A: Well I do it's job. To travel. As Calvin said, if there is a hell of the living, and that's what we live every day. It's up to us to try everything that is not hell and make it last as long. Here, for me humanity I found the road to hell is what is not hell, and the only means I have to make it last is the written word. I was fascinated by that world when, during college, I worked as a social worker in a dormitory of Bologna. Why is looking at the edges, but it turns out the center. And throughout the elsewhere where you discover your own. And it is telling the city except that maybe you understand something which excludes the city.

Q: Now do again such an experience or do you think it was the recklessness of youth to have you moved to make that choice, however brief?

A: Judging from the experience that I continue to look for me I would say that is not an issue of age. I insist on that point. It was a trip. A recount the city from its basement. And now as then continue to travel. Indeed that was one of my first trips with the notebook in your pocket!
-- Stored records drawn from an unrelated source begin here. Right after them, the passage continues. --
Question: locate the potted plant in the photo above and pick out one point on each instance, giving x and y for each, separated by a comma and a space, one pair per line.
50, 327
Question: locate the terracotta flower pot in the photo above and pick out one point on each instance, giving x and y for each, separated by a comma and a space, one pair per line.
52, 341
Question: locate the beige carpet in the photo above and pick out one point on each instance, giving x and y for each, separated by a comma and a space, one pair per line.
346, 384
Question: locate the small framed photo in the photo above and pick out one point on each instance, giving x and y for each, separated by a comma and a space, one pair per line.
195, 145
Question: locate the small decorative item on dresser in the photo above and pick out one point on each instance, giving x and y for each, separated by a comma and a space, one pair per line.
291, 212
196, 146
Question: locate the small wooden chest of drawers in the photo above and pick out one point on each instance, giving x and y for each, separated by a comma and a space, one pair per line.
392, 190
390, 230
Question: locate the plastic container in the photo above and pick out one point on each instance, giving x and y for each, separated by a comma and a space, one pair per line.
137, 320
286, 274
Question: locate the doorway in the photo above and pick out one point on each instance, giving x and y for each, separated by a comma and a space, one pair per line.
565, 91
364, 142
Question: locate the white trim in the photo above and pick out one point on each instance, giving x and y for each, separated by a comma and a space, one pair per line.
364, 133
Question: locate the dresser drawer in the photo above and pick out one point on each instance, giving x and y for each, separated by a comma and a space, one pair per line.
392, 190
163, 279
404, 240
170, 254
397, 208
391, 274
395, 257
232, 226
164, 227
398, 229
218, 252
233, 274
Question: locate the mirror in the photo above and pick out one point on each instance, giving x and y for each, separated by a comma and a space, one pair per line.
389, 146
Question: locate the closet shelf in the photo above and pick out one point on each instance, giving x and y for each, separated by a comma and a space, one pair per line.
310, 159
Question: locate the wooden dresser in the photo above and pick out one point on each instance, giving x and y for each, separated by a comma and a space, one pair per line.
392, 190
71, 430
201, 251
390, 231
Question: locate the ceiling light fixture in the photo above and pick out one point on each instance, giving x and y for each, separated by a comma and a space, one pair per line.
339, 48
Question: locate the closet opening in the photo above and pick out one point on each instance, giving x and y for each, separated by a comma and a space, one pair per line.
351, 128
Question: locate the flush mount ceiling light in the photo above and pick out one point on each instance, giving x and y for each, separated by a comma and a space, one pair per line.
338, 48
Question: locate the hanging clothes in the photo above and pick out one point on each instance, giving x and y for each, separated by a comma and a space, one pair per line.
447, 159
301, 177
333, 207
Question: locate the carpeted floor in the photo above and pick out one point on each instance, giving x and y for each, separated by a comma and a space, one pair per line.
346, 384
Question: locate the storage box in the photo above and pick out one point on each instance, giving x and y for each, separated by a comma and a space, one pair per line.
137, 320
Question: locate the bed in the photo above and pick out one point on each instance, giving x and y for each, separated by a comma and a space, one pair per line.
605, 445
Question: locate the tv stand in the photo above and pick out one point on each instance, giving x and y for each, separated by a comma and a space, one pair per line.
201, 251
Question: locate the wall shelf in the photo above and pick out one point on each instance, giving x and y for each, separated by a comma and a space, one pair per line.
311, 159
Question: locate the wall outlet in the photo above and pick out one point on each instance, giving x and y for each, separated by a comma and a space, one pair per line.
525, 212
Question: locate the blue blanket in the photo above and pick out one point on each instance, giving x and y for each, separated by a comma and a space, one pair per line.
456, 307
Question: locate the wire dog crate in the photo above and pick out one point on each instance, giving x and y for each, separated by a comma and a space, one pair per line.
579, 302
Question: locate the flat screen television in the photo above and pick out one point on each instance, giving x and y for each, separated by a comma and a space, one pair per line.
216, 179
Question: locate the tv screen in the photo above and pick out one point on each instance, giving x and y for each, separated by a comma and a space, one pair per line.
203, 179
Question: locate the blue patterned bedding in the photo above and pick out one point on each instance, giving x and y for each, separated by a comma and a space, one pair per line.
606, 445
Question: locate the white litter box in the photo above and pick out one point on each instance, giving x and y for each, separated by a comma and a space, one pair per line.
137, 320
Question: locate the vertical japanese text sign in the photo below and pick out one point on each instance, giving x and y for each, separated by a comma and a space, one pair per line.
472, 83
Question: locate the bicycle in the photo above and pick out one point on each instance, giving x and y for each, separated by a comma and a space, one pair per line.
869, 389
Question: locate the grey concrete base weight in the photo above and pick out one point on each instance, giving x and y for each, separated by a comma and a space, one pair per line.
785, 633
Q: Are you still seeing your fellow adventure you speak of in the book or you have lost sight?

A: Unfortunately I have lost all respect. Even two years because I no longer live in Rome.

Q: In the afterword of the book the writer Maksim street Cristan writes: "Gabriel has become a bum, although if you asked for it. (...) Gabri has been a bum, because that's how it works and it does not handle him any more .... " What is it?

A: You should ask Cristan ... Aside from the art of getting by, but it was prior to this trip for sure ... I was looking tramp. Sometimes slow. I remember whole hours passed on a bench watching the world go by. To see the details. Or listening. In the evening, after dinner at six at the table, we stayed until one o'clock at night telling stories of life. Here is that listening, that look, that aspect will also carry in my work I do today as a journalist.

Q: What has this experience changed your life in a tramp?

A: Not much has changed. I mean it was not a fall on the road to Damascus. Paradoxically, it was a step of continuity. And while a trial. How we could move from working in partnership, or from my training as a social worker, a job that narrative, however, stemmed from the social, in that case from the road. Already had experienced in Bologna with a photographic exhibition on the lives of road a year before my trip. Then I decided to go with the sleeping bag. Today I continue on the same street. Meet the other, far or near it, and returns the word.

D: Upcoming projects?

A: I'm very busy working on a book on the Mediterranean. Which tells the story (with a capital) in recent years through a rich mix of stories. Stories of fathers and fishermen, exiles and trade unions, and cages of cinema, of spying and mobile phones, smugglers and tourists, oranges and tomatoes, sea and desert. In a few words of the same generation that lives in the two shores and the sea that lies between.